Ora, che la Russia sia un regime autocratico e imperialista –  non certo l'unico fuori dall'Occidente – è un dato assodato. Così come è ragionevole che gli Stati Uniti e i loro alleati abbiano cercato, e cerchino ancora, di evitare per quanto possibile (non pretendendo l'impossibile, però) l'assoggettamento di Kiev a Mosca. Ma la torsione intransigente della retorica antirussa, agitata proprio dai settori politico-culturali tradizionalmente più anti-occidentali, è oggi altamente sospetta, e sfida senza pudore sia la verità che il senso delle proporzioni.

Per giustificare il “muro contro muro” e la corsa al riarmo oggi, per negare pervicacemente ogni praticabilità di un dialogo diplomatico un tempo decantato come necessità inderogabile anche contro i peggiori tagliagole, si arriva fino ad attribuire a Putin apoditticamente, su basi puramente presuntive, il disegno di attaccare, dopo aver assoggettato Kiev, qualsiasi altro paese dell'Europa orientale ex “satellite” dell'Urss e oggi aderente alla Nato, e anche i paesi occidentali del continente. Un'intenzione che i russi non hanno mai nemmeno lontanamente manifestato, e che sarebbe non soltanto contraria ai loro realistici interessi strategici – quelli al consolidamento della loro fascia geopolitica di sicurezza in Europa dell'Est – ma autolesionistica e suicida, perché porterebbe a uno scontro frontale mortale con la Nato. E non si prende minimamente in considerazione il radicamento precedente della conflittualità tra ucraini filo-occidentali e ucraini di lingua russa, né l'influenza che la politica dei primi ha avuto sul precipitare della situazione, né la ragionevolezza di una compensazione tra le rivendicazioni degli uni e degli altri.

Ma, soprattutto, alla attuale demonizzazione assoluta della Russia putiniana non corrispondono, nella nuova vulgata, accenti minimamente analoghi verso altri regimi certo non meno autoritari e aggressivi di essa.

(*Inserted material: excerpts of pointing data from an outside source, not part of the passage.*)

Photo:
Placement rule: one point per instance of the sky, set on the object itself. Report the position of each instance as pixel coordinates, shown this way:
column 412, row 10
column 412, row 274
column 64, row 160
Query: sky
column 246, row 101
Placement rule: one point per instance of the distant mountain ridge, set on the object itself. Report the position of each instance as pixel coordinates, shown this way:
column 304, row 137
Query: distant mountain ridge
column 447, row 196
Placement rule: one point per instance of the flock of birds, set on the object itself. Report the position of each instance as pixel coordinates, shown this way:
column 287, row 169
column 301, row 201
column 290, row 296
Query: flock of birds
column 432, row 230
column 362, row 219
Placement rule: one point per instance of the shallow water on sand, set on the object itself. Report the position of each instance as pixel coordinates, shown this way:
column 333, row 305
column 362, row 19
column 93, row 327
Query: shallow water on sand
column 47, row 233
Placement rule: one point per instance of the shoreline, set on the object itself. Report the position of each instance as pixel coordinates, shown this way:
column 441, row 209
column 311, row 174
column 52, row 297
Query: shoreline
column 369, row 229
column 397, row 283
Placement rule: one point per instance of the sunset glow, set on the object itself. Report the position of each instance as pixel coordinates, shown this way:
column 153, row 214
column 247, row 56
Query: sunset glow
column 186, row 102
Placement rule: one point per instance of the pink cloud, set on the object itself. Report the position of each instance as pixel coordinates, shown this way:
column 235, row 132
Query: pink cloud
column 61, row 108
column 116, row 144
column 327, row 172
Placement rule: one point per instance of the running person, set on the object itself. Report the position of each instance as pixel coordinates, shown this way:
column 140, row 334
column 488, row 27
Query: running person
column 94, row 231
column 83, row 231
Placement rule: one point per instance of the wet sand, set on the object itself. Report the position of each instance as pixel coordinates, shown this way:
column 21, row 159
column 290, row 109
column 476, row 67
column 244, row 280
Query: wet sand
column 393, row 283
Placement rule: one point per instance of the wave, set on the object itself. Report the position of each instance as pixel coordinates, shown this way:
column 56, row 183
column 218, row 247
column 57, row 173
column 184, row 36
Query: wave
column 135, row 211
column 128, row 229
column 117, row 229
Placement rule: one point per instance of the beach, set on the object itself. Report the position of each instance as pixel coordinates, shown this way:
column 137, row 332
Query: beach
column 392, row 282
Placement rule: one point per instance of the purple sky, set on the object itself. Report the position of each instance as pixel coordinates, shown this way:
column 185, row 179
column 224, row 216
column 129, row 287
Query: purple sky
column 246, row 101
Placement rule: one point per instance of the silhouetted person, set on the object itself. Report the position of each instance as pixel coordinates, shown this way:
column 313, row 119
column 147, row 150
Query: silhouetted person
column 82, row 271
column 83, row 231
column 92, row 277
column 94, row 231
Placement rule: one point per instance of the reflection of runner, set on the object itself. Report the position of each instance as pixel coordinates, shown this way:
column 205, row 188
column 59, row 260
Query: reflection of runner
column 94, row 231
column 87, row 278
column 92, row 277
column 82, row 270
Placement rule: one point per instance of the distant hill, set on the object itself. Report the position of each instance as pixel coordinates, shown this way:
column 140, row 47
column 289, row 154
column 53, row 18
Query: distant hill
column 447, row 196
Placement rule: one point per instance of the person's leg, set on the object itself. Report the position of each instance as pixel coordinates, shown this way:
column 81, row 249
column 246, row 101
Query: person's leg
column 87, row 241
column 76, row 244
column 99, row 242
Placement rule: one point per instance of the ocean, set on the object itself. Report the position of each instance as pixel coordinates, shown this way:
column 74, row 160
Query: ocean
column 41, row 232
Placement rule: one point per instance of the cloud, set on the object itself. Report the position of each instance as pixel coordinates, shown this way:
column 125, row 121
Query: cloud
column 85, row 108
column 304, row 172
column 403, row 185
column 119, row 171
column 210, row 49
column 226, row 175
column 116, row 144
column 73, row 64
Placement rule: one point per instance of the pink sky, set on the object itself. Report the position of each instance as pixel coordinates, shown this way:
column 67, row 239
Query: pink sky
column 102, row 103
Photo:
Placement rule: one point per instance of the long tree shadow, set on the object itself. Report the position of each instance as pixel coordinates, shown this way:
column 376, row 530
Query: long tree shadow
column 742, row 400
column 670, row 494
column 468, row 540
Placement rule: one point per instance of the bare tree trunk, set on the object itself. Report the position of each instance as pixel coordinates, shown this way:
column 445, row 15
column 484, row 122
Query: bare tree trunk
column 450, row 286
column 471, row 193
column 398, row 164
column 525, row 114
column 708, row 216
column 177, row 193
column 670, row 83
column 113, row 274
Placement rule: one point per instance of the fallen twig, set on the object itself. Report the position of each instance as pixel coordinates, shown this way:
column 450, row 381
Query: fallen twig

Non si sente invocare il riarmo di Taiwan o l'installazione sull'isola di testate atomiche contro la Cina, ad esempio, oppure un attacco militare contro il regime chavista del Venezuela di Nicolas Maduro che, oltre a dispensare oppressione e miseria al suo popolo, dichiara oggi anche di volersi annettere unilateralmente una parte della Guyana. Non si dice  quasi parola sulla continua minaccia nucleare e sull'azione spregiudicata di destabilizzazione dello scenario mediorientale posta in atto dal regime integralista iraniano, a lungo vezzeggiato dalle amministrazioni statunitensi di Obama e poi di Biden. Infine, non soltanto non si condannano univocamente il criminale regime di Hamas a Gaza e il suo disegno esplicito di distruzione di Israele, ma anzi, al contrario, in quel caso si moltiplicano i giustificazionismi e gli eufemismi nei confronti dell'islamismo fondamentalista, mentre sul banco degli accusati viene messo ancora una volta, incredibilmente, l'aggredito, cioè lo stesso Israele, costretto a lottare per la propria sopravvivenza.

Appena ci si allontana, insomma, dal “Male assoluto” additato nel Cremlino il piglio bellicista filo-occidentale dei progressisti stranamente torna a rovesciarsi. E torna a galla, insieme a un pacifismo di maniera molto sospetto, l'anti-occidentalismo che per tanto tempo essi hanno predicato e praticato.